Endometrial receptivity and synchronization between the embryo and endometrium are very important in cryopreserved-thawed embryo transfer cycles and in fresh embryo transfer cycles, regardless of the cleavage stage, post-thaw extended culture, or blastocyst stage. Cryopreserved-thawed embryos transferred in a natural ovulatory cycle resulted in better clinical outcomes than fresh embryos transferred in stimulated cycles [35, 7, 12]. Gene expression, various cytokine signaling pathways, the complement and coagulation factor cascade, and leukocyte transendothelial migration are different in natural and stimulated cycles [4]. Haouzi et al. reported that the TGFβ signaling, leukocyte transendothelial migration, and the cell cycle of the endometrium in stimulated cycles were defective [13]. The same laboratory also analyzed the gene expression of endometrium between the natural cycle and stimulated cycles, including the GnRH agonist long protocol and GnRH antagonist protocols by DNA microarray analysis. There were significantly different expression patterns of endometrial chemokines and growth factors between stimulated cycles in comparison with natural cycles. Especially, the differences were more obvious in GnRH agonist long protocol than in the GnRH antagonist protocols. Among the down-regulated genes specific to the GnRH agonist protocol, numerous genes play important roles in cell-cycle function and more especially in checkpoint regulation [14].
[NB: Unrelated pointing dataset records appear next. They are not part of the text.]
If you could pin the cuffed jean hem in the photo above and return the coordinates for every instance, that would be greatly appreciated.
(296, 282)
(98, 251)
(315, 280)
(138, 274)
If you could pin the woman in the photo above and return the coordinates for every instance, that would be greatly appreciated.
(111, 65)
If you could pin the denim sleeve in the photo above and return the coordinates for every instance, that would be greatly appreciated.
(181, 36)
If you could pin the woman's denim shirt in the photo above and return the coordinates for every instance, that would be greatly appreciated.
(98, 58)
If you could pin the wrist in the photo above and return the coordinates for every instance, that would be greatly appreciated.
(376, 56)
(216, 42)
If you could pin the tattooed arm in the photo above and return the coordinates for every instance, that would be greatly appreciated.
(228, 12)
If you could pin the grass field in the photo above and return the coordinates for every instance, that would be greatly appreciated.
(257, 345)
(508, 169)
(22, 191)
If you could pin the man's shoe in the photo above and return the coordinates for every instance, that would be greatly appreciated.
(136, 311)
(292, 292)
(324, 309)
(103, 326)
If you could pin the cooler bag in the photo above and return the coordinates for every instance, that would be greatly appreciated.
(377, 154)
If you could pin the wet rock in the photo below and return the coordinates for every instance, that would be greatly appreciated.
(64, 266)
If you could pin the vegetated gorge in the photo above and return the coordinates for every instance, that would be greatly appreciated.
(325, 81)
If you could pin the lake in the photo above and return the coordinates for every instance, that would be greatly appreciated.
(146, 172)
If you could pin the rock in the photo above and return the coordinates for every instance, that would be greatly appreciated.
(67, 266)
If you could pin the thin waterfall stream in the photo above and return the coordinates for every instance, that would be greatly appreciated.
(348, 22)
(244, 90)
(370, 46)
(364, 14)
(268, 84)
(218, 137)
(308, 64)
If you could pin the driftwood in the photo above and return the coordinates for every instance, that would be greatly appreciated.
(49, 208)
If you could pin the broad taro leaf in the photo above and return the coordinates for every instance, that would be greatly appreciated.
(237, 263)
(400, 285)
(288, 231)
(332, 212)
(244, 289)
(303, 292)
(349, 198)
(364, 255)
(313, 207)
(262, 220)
Zhu et al. reported higher pregnancy and implantation rates in vitrified-thawed blastocysts than in fresh blastocyst transfer cycles. The clinical pregnancy rate of fresh and vitrified blastocyst transfer groups were 36.4 % and 55.1 %, respectively (P < 0.05) and the implantation rate of the fresh and vitrified group was 25.2 % and 37.0 % (P < 0.05) [12]. We also had similar clinical pregnancy and implantation rates (59.3 % and 43.2 %, respectively) in the vitrified-thawed blastocyst transfer group.

In our current study, the implantation rate, which reflects the endometrial synchronization and receptivity between the blastocyst and endometrium, was 50.9 % in the fresh blastocyst transfer group and 43.2 % in the vitrified-thawed group; they did not differ significantly. Thus, single embryo transfer may be considered in fresh cycles to decrease multiple pregnancy rates, if blastocysts of good quality are obtained. The surplus embryos would be vitrified for frozen embryo transfer to improve the cumulative pregnancy rate. In conclusion, as long as results are reliable for vitrified-thawed cycles, all available blastocysts can be vitrified in patients for whom fresh blastocyst transfer is unsuitable, such as patients at risk of OHSS, those with a history of repeat failed fresh embryo transfers, and those in need for preimplantation genomic diagnosis.